Cognitive and motor acts operate in sensorimotor integration (SMI) - harmonization and unification of sensory and motor processes on different levels of the nervous system that mainly contains convergence of neuronal impulses of the sensor system structures and centers motor system [3, 5]. It is known that reducing intervals between stimuli increases the rate of SR by maintaining an optimal level of SMI [5], while [6] shows the topological and functional dependency of sensorimotor reactions of multilateral and bilateral body parts.

Effectiveness of SR is an informative indicator of the functional state of the central nervous system, which enables its control, prediction and correction. RT indexes are used for assessment of the functional state in children [7], help to predict memory failures, cognitive and motor disabilities in older adults [8] and other diseases [9] that is especially important for drivers [10]. SR is also widely used for assessing the functional state of CNS in healthy people because the reaction speed is proportionate to locomotor activity of man [3].
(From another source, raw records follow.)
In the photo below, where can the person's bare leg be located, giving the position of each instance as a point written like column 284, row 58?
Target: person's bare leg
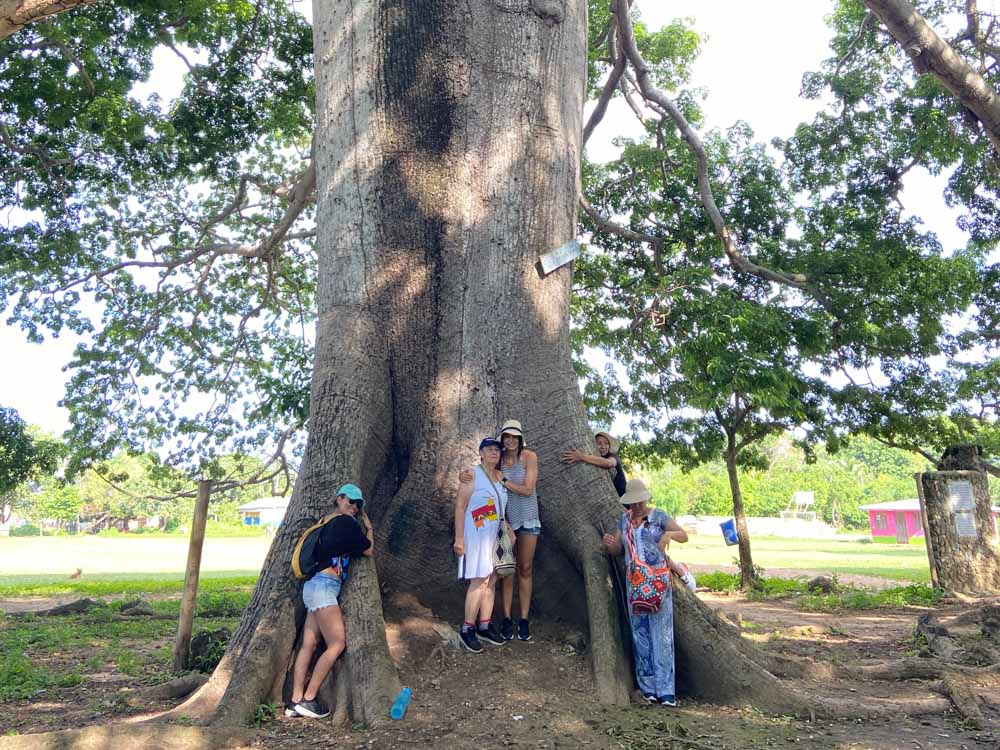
column 487, row 597
column 526, row 544
column 331, row 625
column 310, row 639
column 507, row 589
column 473, row 599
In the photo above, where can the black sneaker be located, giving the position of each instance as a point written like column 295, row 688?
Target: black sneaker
column 507, row 629
column 312, row 709
column 470, row 641
column 523, row 633
column 491, row 635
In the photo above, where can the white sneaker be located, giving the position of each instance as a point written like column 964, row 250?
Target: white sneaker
column 688, row 580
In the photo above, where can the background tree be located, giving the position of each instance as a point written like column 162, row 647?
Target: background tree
column 24, row 457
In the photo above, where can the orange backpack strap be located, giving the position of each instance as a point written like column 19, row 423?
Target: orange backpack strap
column 297, row 570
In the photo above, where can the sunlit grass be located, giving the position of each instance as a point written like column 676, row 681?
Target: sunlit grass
column 840, row 556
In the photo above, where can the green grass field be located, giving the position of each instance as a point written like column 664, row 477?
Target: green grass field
column 842, row 556
column 42, row 565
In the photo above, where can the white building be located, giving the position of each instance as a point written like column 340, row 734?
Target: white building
column 268, row 511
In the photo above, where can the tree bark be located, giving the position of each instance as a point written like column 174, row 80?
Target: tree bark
column 16, row 14
column 747, row 575
column 932, row 54
column 447, row 153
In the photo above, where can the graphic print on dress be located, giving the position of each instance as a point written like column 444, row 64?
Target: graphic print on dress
column 484, row 513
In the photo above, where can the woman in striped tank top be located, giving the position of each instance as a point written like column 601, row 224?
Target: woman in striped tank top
column 519, row 467
column 520, row 475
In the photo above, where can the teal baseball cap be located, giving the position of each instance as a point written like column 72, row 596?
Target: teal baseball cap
column 352, row 492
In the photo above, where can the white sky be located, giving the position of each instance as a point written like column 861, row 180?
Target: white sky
column 752, row 64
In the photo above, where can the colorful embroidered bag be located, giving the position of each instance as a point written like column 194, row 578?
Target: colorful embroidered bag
column 647, row 584
column 503, row 551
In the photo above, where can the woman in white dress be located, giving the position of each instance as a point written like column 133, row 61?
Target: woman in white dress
column 479, row 511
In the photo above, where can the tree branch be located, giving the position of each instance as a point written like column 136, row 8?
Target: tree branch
column 854, row 43
column 657, row 98
column 16, row 14
column 607, row 92
column 932, row 54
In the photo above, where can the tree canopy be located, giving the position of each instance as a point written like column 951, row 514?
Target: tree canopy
column 175, row 235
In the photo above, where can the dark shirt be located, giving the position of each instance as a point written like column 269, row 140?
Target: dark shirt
column 619, row 478
column 340, row 536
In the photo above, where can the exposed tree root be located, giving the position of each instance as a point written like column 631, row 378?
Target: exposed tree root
column 962, row 694
column 72, row 608
column 178, row 687
column 130, row 737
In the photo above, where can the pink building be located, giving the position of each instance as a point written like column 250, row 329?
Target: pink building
column 899, row 522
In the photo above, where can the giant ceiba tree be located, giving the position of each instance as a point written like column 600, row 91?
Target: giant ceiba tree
column 400, row 198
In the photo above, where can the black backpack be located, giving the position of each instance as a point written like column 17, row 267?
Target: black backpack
column 304, row 562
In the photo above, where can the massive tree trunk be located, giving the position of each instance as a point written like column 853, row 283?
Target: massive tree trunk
column 447, row 150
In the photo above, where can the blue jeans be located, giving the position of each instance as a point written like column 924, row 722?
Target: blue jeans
column 321, row 591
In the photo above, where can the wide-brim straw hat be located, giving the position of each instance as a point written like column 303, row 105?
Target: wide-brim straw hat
column 512, row 427
column 635, row 492
column 611, row 439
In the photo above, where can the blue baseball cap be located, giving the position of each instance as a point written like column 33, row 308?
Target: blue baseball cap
column 351, row 491
column 486, row 442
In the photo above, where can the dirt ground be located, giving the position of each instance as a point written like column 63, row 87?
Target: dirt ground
column 541, row 695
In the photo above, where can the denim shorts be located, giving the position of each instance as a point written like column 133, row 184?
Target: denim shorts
column 321, row 591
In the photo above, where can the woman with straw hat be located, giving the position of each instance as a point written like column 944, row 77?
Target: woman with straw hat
column 607, row 458
column 520, row 476
column 519, row 467
column 648, row 531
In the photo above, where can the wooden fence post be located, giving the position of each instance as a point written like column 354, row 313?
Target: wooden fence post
column 182, row 645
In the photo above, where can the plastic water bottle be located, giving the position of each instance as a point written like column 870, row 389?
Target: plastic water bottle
column 402, row 701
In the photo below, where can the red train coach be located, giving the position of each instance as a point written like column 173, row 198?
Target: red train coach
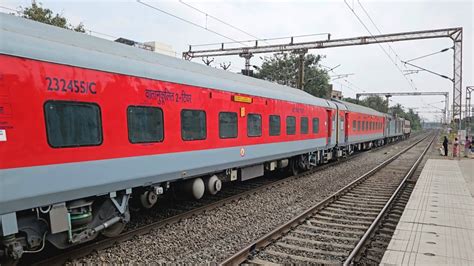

The diagnostics of CNS functional state using RT should be performed taking into account factors related of person activity approaching the real conditions and accordingly to significant signal modulation [11] as far as RT depends on emotional stress [3]. Such diagnistics includes playing typical conditions of professional activity during testing. It is important, for ezample, in sport training that requires correct evaluation of RT according to the tipe of sport activity [12]. That is why the need for improved methods of SR measurement exists [13].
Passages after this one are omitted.